Achille Muller : C'est un devoir parce qu'après nous il n'y aura plus personne. Alors tant que je vivrais, je témoignerai. C'est absolument indispensable pour la jeunesse d'aujourd'hui. Il faut que tout le monde sache ce qu'il s'est passé.
Atalaia : Quels souvenirs gardez vous du débarquement?
Achille Muller : J'ai sauté de ma Jeep pour embrasser le sol de France. Vous n'imaginez pas l'émotion que c'était. 80 ans plus tard, lors de mon allocution aux côtés du président de la republique, j’ai rendu hommage à mes compagnons tombés au combat car ils sont là, les fantômes de ma jeunesse, souriants, et maigres. Ils passent et repassent. Plus tard, on se téléphonait, les anciens, et on disait : Lequel de nous sera le dernier des Mohicans ? Je suis le dernier des Mohicans!
Atalaia : Pourquoi est ce que vous vous êtes engagé? Vous étiez alors très jeune...
Achille Muller : Joseph Goebbels le responsable de la propagande nazie est passé un jour dans notre ville à Forbach. Et là, j'ai eu la triste vision de tous ceux qui avaient la trouille et qui levaient le bras. Ils n'avaient rien de Hitlerien mais ils avaient agi de la sorte par peur. Il y avait beaucoup de policiers et moi avec le toupet d'un gamin de 17 ans, je me suis mis les mains dans les poches, et j 'ai refusé de lever la main. Personne ne m'a rien dit. C’était juste avant que je ne parte rejoindre le général De Gaulle. La Lorraine, c'était le Reich et les jeunes hommes devaient servir dans l'armée allemande. J’ai préféré partir. Un sacré périple de plusieurs mois pour traverser la France, l’Espagne et rejoindre le Royaume Uni par Gibraltar.
Atalaia : En plus de la Deuxième Guerre mondiale, plus tard vous avez combattu aussi en Indochine et en Algérie.
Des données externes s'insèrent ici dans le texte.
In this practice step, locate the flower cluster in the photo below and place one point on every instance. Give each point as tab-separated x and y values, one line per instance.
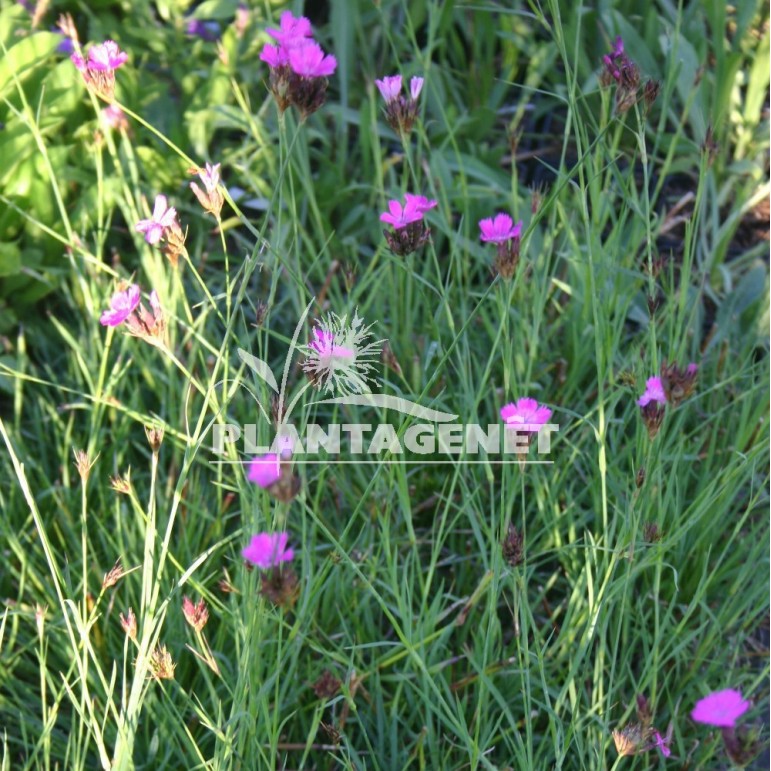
501	231
621	69
401	112
409	232
163	226
672	387
98	69
126	308
299	68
Avez vous eu peur?
Achille Muller : Non, parce que la peur c’est la mort certaine. Si vous avez peur, vous perdez quelques secondes, et l’ennemi tire plus vite que vous. Nous ne voulions pas tuer mais nous étions obligés, sinon... Ce ne sont pas les militaires qui font la guerre. Ce sont toujours les responsables politiques qui décident cela.
Atalaia : Vous vivez actuellement dans le Béarn et avez aussi des contacts au Pays Basque, notamment à Sare, le village un de vos camarades, Victor Iturria…
Achille Muller : C’était un très bon camarade. Un type qui ne parlait pas inutilement, et qui ne buvait pas. C’était un combattant sur lequel on pouvait compter. Il suffisait de dire, on a besoin de toi, et il venait. C'était un type extraordinaire.
Atalaia : Un résistant qui a perdu sa vie…
Oui, en août 1944. Il a voulu arrêter quelqu'un qui était un dénonciateur. Il y avait quand même pas mal de collabos, et ce fut une erreur. Il a laissé sa vie dans cette embuscade. Alors on a raconté qu'il aurait été attaché à sa jeep et traîné sur la route. Cependant, un officier allemand a écrit, j'étais sur place et ce n'est pas vrai, et personnellement je crois cet officier. Je suis heureux de pouvoir encore témoigner auprès des jeunes élèves, notamment à Sare.